Brokeback Mountain by Luis Miguel García Mainar.
Dreaming of green pastures.
Brokeback Mountain (Ang Lee, 2005)
Ang Lee and many critics have said that Brokeback Mountain is no western but a love story, but it seems to me that trying to decide whether it is one or the other is not very useful to understand the movie. Their emphasis on the love story component is clearly an attempt to claim the same sense of normalcy for homosexual love that heterosexual relations have in our culture, and that is fine, but it is not necessary to deny the generic nature of the film in order to support that claim: in fact, Brokeback Mountain is the more poignant because the love story develops in the world of the western, traditionally defined by the excesses of heterosexual masculinity. The film is a love story, a romantic melodrama, and a western at the same time, something that lies implicit in some critics' comments about the Wyoming landscape having been queered by the film. This relevance granted to the landscape actually points to the film's participation of the conventions of the western, namely the use of outdoors spaces with a metaphorical intent. Another ingredient is to be found in Jack's (Jake Gyllenhall) and Ennis's (Heath Ledger) work, their tending sheep and the lonely way of life they lead in a deserted land where they are the only vestige of civilisation. It is this mix of the stern yet beautiful Wyoming mountains and the jobs we see the main characters perform that actually functions as backdrop to the love story, and it is in the alteration of these conventions of the western that I found one of the sources of pleasure in the film: while most westerns use outdoors space as the site of confrontation and action, the first section of Brokeback Mountain revels in the slow passing of time and the recurrence of a space in which nothing in particular happens, evoking the flavour of everyday life; another way of saying this would be that the film bogs down and risks boring the audience, as some critics remarked, but that was not my experience. Similarly, work in the western has very often merely functioned as an excuse to set the characters in a context of danger and conflict with the wilderness, but here its recurrence throughout the film makes it meaningful to the construction of the characters, mainly of the taciturn Ennis del Mar, a 21st century Billy Budd whose difficult personality, the film implies, has been modelled by his constant struggle for survival.
Melodrama was particularly relevant to me in one of the final scenes, Ennis's visit to Jack's parents. It was there that the sense of loss and emptiness was mostly felt, and beautifully recreated by the performance of the actors who play his parents (Peter McRobbie and Roberta Maxwell) and by the almost empty rooms of the house. One could feel the hardship of Jack's life in that home, the silence and recrimination his childhood days in the middle of nature probably meant to him. Although the film does not make it clear, I had the impression that the attitude of Jack's father reflected his condemnation of Jack's homosexual life, although it doesn't really matter if he actually knew about it or not, because Jack's life had already been marked by his father's, perhaps unconscious, hostility towards him. In this context, it is interesting that Jack dreamed of returning to his parents' ranch and living there with Ennis.

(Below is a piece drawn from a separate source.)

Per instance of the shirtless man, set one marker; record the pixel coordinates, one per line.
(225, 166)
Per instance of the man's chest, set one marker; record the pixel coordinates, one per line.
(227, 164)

It is as if he could not get rid of the need to save that part of his past, spoiled by his parents' very strict religious creed, and he needed to do so in the same place where he had spent his childhood. At that point we realise Jack's escape to Texas and marriage was a double fantasy that tried to avoid the traumas caused by his real feelings: his love for Ennis and his nostalgia for a lost, actually never had, family life at home. The fact that he chose his bedroom to hide the two bloodstained shirts links the two and creates the film's most touching moment.